Why say this? Because the right is the political descendant of slave owners. The first ideology of United States is settler-colonialism; it was founded on racism and for most of its history viewed anti-racism as anti-patriotic. In the 19th century, it was banning books by Black abolitionists like Frederick Douglass or David Walker. Today it is Toni Morrison.

Call it “woke ideology.” Call it “critical race theory.” Call it what it is: The Black Freedom Movement; the political and artistic fight from the courts and universities, the streets to literature in order to secure justice.

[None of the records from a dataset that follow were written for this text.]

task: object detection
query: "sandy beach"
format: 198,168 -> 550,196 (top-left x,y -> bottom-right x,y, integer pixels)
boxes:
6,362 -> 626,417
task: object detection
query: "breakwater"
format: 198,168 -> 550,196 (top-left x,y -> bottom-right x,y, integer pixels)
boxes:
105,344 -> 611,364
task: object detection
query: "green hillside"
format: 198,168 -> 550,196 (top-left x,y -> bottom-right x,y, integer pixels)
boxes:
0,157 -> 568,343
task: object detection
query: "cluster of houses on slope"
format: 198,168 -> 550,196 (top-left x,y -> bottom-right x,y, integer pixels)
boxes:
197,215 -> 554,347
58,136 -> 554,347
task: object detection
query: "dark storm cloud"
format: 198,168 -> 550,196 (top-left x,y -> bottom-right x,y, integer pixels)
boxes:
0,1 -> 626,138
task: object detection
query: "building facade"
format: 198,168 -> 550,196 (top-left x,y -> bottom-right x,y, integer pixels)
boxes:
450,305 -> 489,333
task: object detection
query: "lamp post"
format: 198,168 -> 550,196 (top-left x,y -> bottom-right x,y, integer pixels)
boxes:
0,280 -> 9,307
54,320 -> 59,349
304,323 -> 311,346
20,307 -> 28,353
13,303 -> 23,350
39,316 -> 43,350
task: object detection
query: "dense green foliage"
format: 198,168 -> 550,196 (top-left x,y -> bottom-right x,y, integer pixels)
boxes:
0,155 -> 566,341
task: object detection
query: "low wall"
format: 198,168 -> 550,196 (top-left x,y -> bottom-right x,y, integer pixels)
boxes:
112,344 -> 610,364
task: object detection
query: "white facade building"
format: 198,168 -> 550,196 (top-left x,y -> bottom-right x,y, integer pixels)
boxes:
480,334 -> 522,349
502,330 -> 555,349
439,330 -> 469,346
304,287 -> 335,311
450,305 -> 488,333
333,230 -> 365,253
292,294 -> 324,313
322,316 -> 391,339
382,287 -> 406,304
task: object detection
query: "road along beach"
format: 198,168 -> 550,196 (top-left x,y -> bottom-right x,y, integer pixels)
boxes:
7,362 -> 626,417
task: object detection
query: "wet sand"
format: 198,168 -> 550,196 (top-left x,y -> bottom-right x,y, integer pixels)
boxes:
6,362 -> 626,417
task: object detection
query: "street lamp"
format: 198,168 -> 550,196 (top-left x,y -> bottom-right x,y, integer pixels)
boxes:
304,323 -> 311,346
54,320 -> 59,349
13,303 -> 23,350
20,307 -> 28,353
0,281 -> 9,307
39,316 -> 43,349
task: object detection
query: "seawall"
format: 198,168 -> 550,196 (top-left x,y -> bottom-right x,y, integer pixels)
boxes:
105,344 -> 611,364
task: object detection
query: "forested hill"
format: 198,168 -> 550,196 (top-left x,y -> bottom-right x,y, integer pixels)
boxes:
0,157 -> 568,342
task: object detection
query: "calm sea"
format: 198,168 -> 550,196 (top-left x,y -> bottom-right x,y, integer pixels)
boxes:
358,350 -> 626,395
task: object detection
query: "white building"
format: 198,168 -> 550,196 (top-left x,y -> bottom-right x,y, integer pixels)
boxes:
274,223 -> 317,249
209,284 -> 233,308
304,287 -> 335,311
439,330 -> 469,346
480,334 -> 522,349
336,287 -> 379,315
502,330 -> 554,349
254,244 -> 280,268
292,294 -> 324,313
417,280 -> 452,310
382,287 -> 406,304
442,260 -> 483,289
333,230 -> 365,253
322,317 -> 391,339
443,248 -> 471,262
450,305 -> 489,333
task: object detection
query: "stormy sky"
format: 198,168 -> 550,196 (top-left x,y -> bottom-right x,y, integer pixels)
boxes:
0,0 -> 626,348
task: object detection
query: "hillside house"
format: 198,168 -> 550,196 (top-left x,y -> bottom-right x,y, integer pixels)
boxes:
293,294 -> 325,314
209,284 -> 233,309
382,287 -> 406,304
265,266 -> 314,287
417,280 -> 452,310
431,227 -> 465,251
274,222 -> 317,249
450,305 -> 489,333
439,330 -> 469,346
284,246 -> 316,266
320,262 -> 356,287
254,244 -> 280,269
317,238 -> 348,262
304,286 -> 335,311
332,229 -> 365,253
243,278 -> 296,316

Every Day Is Juneteenth Day

When Juneteenth was made into federal holiday, it was seen by many of my activist friends as empty symbolism from the Democrats. Kind of like a baby pacifier. The Democrats blocked real change. The George Floyd Justice in Policing Act did not pass. The Build Back Better Act did not pass. The John Lewis Voting Rights Advancement Act did not pass, either.

The left now is at low tide. Internecine fights, posturing and dogmatism have hampered many organizations. No major protests currently flood the streets. The right is energized, banning books, pushing anti-gay laws and gutting voting rights. All this as Trump looms over the Republican nomination for president.

Juneteenth Day is more than a democratic participation award. It is the day we ask, “What is our relationship to freedom?” When Black people in Texas first brought steaming bowls of food and wore their best, danced and shared stories, mourned loss and celebrated new births, it was a family gathering.

Now Juneteenth Day is coast to coast. Even in the haze of summer, slightly buzzed and full, many of us think about the origin of the holiday. Enslaved ancestors who were among the last to know slavery ended. What a reminder of how precious and fragile freedom is.

Right-wingers — the political descendants of slave-owners — are trying to erase everything we built, every victory we have achieved. Essentially, they want to erase their crimes… because they want to commit more of them.

It is scary. But our ancestors overcame slavery and war. The great distance we crossed from chains to citizenship means all the laws, all the violence, all the lies racists used didn’t stop us. We have the truth in our back pocket. We’re woke.